Large-scale study for the photocatalytic degradation of paracetamol using Fe(2)O(3)/TiO(2) nanocomposite catalyst and CPC reactor under natural sunlight radiations

Heterogeneous photocatalysis is a promising advanced oxidation process for the degradation of emerging contaminants. In this regard, Hematite (α-Fe(2)O(3)) doped TiO(2) nanocomposite catalyst was synthesized via sol-gel method. The catalyst was prepared in large quantities (225 g) comparatively with other studies and characterized by X-ray diffraction (XRD), Field emission scanning electron microscopy (FESEM), Energy-dispersive X-ray (EDX), and nitrogen gas physisorption studies. The bandgap of the synthesized catalyst was determined using UV–vis diffused reflectance spectroscopy (DRS), and the point of zero charge (PZC) was identified by measuring the zeta potential (ζ-potential) of the nanoparticles. A large-scale study was conducted using a modified Compound Parabolic Collector Reactor (CPCR) for the degradation of paracetamol under natural sunlight irradiations.
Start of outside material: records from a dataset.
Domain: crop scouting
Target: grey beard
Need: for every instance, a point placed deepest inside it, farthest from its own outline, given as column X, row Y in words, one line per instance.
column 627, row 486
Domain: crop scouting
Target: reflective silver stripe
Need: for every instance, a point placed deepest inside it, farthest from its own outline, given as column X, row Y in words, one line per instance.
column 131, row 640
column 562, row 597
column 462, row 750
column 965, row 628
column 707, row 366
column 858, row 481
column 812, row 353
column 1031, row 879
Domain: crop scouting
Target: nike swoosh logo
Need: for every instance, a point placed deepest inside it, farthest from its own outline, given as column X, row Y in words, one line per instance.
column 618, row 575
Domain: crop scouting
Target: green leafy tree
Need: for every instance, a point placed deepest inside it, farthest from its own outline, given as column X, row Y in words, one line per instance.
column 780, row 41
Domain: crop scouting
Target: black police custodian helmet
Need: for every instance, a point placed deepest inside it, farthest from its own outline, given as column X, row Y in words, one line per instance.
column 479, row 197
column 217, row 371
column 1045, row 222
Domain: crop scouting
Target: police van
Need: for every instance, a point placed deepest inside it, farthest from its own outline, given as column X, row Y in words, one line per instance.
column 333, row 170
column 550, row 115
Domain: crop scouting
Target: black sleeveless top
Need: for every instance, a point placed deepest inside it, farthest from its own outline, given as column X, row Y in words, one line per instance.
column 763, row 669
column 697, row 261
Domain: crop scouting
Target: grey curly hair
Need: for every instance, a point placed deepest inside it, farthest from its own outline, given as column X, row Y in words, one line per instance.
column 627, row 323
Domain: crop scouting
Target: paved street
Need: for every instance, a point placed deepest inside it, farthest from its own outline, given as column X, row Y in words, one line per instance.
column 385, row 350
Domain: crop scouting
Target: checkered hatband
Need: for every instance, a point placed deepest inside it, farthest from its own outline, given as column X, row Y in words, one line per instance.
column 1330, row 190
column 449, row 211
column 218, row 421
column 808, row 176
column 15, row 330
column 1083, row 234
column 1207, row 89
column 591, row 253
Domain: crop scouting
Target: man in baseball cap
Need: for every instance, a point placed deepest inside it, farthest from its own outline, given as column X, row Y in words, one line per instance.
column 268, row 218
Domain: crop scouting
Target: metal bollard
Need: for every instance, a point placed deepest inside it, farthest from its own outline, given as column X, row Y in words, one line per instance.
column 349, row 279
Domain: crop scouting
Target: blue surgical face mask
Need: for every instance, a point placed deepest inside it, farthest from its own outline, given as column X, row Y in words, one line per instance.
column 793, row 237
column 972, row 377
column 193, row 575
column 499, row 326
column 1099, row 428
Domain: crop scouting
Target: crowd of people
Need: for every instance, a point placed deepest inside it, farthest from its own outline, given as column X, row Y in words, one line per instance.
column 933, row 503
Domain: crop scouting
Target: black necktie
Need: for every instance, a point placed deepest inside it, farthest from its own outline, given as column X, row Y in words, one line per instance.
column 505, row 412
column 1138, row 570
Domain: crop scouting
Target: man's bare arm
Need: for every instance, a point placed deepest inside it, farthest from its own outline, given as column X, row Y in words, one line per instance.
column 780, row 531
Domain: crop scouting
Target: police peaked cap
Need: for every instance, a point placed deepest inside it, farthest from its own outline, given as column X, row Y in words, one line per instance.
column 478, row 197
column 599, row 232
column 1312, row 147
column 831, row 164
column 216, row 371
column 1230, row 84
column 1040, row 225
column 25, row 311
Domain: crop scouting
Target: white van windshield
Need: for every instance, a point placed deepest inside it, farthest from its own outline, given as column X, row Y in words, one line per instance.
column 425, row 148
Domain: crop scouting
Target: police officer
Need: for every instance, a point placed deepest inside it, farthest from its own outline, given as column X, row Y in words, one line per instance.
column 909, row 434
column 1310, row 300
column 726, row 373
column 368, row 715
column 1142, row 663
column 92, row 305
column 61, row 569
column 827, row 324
The operating parameters including the initial concentration of paracetamol, initial pH of the solution, and catalyst loading were optimized using face-centered central composite design (FCCD) based on response surface method (RSM) to obtain the maximum degradation efficiency of paracetamol. • The simplified and direct sol-gel method described helps in the synthesis of a novel nanocomposite catalyst (Fe(2)O(3)/TiO(2)) in large quantities while maintaining good characteristics compared to other methods. • The described treatment method using the modified CPCR will allow the degradation of paracetamol in a more sustainable and green manner. • Optimizing the operating parameters that have a significant influence on the degradation of paracetamol will contribute towards higher degradation rates.